The Sears Tele-Games Codebreaker cartridge

I got a new video game today. Itʼs the Sears Tele-Games version of Atariʼs Codebreaker. Like most Atari and Tele-Games cartridges, its box featured fantastically imaginative art that had virtually nothing to do with the game.

Released in 1978, this was one of the early Atari 2600 games. It was also very unpopular. Codebreaker can be hard. It is visually unappealing. And it requires a weird controller. Half a century later, these factors combine to make it one of the more difficult games to find for sale at a price under $10, my maximum budget for buying Atari games.

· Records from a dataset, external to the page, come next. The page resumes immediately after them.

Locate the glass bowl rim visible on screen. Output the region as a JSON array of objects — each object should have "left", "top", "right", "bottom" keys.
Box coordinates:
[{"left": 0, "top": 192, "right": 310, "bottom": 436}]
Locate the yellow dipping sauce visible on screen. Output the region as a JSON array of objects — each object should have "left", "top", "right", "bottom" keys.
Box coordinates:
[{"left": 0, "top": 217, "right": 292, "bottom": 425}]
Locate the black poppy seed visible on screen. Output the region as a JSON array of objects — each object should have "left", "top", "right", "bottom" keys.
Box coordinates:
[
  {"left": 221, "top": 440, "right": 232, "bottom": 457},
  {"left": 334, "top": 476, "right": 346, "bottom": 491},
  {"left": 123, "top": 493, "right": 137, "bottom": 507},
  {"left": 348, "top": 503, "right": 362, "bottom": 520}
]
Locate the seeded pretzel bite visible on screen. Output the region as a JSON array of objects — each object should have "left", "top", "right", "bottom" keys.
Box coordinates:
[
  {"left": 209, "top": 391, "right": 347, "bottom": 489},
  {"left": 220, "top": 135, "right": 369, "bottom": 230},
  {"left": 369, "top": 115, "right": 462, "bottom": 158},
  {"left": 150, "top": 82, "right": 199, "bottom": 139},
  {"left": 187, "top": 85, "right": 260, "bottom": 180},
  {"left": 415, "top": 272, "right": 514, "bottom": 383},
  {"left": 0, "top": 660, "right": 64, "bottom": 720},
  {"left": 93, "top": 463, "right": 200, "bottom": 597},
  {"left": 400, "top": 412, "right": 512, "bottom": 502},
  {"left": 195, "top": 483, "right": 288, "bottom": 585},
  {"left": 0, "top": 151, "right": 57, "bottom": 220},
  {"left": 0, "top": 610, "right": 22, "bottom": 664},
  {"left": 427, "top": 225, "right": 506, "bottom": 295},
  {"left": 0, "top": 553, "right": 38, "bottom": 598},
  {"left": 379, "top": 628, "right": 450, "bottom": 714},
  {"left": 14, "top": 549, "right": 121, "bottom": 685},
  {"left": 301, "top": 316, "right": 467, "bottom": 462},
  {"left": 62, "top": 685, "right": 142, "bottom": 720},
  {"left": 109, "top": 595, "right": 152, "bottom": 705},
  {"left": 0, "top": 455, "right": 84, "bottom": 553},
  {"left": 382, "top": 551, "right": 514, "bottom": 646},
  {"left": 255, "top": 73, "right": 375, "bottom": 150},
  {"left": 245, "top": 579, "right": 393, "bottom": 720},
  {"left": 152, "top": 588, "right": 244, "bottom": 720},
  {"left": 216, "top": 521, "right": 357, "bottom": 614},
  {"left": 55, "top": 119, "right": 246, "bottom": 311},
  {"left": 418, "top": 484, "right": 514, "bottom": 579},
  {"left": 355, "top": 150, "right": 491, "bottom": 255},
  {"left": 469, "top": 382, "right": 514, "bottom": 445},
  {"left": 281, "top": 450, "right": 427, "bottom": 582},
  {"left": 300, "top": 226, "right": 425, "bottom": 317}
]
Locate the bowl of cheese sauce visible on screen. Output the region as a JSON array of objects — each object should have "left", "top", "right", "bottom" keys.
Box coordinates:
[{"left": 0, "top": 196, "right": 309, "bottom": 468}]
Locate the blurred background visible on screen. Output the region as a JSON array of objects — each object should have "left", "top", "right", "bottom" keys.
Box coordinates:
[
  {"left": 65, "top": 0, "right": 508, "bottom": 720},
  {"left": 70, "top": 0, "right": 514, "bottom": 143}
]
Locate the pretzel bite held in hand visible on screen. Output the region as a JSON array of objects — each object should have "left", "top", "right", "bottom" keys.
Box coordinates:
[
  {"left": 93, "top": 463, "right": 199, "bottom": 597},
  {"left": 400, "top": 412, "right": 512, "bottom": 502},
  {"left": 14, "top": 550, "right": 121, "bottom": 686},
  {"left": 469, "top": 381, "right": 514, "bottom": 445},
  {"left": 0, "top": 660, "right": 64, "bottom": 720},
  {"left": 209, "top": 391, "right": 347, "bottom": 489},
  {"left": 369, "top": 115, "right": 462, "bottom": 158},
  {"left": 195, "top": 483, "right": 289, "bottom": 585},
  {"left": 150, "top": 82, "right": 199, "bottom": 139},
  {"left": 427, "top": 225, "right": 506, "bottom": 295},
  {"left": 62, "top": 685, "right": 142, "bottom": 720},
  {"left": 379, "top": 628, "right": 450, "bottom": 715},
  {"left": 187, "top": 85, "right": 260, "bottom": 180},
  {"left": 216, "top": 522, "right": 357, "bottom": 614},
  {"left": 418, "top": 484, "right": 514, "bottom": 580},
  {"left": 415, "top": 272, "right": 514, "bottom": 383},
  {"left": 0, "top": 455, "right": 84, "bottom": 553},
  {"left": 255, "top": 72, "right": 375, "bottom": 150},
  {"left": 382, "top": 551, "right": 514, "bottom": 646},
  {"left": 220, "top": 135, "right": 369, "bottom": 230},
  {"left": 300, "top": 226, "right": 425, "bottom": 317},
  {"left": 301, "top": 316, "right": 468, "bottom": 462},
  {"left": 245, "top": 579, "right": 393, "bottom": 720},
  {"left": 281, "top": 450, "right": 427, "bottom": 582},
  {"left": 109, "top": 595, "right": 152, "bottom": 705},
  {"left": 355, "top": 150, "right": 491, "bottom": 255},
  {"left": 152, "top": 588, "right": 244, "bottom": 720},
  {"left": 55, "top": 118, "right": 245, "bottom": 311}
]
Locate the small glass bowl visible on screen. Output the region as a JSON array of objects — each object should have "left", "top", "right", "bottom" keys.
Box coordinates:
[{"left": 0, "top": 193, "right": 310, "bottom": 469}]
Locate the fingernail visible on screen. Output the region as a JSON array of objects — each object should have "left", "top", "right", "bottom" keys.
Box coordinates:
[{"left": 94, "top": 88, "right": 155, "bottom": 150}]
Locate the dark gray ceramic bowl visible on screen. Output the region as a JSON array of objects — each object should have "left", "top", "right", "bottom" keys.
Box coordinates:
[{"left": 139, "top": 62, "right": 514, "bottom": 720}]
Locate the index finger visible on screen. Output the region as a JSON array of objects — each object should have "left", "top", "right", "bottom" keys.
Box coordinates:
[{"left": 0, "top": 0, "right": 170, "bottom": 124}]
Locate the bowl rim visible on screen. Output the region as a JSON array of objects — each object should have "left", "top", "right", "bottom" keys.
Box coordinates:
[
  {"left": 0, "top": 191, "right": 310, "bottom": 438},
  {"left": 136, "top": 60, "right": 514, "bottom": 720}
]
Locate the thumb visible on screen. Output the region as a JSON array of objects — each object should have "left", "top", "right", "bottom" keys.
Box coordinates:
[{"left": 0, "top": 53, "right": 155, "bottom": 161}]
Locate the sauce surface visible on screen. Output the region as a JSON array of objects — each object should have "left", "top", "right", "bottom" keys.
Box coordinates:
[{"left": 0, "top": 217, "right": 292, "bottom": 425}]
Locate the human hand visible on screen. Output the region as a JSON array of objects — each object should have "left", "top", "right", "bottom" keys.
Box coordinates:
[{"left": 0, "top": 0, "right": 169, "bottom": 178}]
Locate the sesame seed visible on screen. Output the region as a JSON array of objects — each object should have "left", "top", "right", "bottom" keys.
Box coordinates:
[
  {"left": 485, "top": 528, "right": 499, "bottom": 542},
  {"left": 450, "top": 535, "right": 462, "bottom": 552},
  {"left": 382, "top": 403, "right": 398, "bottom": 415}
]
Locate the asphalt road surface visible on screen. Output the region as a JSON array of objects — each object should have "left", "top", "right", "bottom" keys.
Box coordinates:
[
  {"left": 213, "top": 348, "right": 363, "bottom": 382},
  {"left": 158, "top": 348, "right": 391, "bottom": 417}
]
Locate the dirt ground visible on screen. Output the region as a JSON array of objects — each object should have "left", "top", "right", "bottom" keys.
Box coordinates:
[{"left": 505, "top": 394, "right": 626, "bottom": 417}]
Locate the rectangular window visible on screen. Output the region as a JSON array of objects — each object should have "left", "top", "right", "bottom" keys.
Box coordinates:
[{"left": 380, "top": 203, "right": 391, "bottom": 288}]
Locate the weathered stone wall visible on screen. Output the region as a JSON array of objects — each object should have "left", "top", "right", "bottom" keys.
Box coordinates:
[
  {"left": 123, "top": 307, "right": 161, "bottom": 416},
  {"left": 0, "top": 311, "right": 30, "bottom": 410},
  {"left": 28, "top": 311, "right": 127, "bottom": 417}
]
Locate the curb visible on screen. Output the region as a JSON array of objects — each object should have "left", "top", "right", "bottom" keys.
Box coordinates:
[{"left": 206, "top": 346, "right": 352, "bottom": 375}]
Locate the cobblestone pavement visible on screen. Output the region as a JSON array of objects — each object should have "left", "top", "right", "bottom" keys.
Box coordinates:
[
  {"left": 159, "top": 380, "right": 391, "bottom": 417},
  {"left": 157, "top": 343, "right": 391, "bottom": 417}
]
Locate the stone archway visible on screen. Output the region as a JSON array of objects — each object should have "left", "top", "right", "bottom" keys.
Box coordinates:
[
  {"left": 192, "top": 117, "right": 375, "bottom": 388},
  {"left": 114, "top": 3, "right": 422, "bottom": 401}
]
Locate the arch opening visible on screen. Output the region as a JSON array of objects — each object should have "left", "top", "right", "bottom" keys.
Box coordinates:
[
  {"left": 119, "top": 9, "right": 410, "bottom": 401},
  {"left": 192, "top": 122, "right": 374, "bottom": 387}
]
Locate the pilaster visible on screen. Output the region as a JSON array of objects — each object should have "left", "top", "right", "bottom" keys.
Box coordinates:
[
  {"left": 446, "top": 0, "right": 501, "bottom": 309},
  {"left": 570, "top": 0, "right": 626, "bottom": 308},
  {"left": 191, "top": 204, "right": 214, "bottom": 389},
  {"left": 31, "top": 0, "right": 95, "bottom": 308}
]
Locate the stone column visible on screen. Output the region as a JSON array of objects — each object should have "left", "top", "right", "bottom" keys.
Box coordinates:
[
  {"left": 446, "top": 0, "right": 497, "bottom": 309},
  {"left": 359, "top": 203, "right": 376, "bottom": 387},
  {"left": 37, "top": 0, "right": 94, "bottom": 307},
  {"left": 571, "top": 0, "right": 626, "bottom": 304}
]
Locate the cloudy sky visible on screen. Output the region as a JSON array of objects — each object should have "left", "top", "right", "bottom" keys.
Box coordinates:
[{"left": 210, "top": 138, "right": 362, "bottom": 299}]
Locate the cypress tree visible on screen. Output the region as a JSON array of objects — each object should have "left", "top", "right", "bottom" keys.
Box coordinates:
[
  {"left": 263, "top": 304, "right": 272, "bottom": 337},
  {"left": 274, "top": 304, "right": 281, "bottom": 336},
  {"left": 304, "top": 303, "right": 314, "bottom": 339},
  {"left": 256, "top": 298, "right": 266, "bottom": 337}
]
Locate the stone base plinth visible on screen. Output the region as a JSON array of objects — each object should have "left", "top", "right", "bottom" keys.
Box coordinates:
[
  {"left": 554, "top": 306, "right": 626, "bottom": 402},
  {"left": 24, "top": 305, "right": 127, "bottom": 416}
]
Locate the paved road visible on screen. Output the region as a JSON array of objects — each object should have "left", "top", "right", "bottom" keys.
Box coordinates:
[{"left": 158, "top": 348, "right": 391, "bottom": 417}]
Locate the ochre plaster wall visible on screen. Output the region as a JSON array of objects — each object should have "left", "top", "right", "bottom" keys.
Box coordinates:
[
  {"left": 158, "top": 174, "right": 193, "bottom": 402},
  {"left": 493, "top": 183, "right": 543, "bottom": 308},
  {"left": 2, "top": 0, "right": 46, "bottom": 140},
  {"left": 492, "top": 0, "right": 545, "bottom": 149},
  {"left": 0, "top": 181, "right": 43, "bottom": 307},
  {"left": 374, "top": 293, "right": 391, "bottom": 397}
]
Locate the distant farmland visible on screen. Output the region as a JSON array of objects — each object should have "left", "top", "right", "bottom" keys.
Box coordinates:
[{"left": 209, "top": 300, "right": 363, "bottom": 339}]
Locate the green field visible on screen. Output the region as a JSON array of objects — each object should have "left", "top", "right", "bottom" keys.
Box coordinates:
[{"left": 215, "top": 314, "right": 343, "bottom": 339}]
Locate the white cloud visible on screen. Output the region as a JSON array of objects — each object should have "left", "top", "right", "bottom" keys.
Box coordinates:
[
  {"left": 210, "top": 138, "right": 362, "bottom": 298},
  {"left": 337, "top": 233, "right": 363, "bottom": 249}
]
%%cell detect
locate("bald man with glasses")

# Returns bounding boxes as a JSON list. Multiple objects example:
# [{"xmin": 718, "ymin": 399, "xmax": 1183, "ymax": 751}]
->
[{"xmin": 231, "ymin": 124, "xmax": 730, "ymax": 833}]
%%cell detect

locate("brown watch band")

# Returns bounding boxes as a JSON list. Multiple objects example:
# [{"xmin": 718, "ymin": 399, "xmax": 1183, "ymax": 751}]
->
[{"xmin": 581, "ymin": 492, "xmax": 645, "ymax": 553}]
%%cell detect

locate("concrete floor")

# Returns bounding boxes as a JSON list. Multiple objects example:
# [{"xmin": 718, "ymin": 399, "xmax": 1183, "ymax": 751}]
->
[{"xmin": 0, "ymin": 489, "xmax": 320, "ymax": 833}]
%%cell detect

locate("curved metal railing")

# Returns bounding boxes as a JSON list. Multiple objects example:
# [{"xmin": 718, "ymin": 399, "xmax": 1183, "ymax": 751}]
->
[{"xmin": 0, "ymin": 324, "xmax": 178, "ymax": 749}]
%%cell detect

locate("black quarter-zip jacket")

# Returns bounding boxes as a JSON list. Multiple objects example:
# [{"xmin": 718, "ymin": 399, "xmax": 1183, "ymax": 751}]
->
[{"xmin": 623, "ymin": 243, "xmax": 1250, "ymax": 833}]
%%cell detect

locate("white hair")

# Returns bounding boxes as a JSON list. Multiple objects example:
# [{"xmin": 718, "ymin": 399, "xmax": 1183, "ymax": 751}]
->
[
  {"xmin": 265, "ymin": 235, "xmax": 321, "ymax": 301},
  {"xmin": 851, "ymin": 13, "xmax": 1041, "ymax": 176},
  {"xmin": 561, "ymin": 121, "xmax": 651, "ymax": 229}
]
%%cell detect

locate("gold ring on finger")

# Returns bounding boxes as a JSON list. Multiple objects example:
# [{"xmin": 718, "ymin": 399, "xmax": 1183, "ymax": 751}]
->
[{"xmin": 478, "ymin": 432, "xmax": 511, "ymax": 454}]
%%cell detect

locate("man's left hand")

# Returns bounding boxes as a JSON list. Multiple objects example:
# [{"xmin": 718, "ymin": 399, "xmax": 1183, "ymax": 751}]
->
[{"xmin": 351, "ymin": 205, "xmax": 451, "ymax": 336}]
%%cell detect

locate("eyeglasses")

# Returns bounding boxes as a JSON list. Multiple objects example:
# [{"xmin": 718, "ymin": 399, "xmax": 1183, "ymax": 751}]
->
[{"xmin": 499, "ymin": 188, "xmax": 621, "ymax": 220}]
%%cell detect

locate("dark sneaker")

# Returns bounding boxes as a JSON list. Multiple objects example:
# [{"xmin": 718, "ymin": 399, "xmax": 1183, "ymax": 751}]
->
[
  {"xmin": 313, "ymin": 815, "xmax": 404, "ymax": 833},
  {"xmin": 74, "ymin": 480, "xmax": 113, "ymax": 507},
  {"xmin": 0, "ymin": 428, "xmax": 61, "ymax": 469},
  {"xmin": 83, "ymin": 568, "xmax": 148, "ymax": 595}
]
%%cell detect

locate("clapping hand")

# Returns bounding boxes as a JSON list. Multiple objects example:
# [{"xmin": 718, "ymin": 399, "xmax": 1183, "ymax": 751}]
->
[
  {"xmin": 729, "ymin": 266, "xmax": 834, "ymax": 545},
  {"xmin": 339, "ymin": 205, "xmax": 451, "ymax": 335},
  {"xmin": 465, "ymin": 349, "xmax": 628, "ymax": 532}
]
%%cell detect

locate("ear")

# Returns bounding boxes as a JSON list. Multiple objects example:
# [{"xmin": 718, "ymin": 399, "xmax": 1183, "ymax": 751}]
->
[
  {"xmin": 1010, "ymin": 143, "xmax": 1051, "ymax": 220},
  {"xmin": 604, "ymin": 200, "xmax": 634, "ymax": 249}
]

While video games today — and todayʼs entertainment in general — are all about thrills and special effects, games of the 1970ʼs were more about thinking. Dopamine release came from exercising oneʼs brain and figuring out a problem, rather than killing things.

Think about the sorts of things that people did for entertainment in the past: Solitaire, cribbage, crossword puzzles, home chemistry sets, playing music, even needlepoint were all mental stimulation involving math and science. You donʼt think playing music is mathematical? Think fractions, baby.

When computers started to be used for recreation, they were perfectly suited for adapting the entertainment of the day into an electronic form. Codebreaker even includes the game Nim, a traditional two-player mathematical game that has been around for over a century. With an Atari in front of the Magnavox you no longer needed the extra player, as you could pit your gray matter against a computer.

The first games for computers involved numeric deduction, and Atariʼs Codebreaker brought that from multi-ton mainframes right into peopleʼs family rooms. It felt like The Jetsons was ready to happen any minute now.

Today, I suspect the number of people in the world playing Codebreaker for entertainment is close to zero. But in spite of all the so-called advances in video games, which mostly seem to involve explosions and killing things, people still love thinking games.

There are still cities like Chicago and New Orleans where you can jump into a game of chess with a stranger on the sidewalk. Or Tampa and Seattle, where itʼs not unusual to see an energetic round of dominos in a coffee shop. Or even recently when I was at sea, I was pestered to be the fourth in a rubber of bridge.

Mental stimulation games donʼt get a lot of attention, but they are alive and well. If they werenʼt, the New York Times wouldnʼt have paid millions to buy Wordle. Itʼs not a very long trip from Codebreaker to Wordle.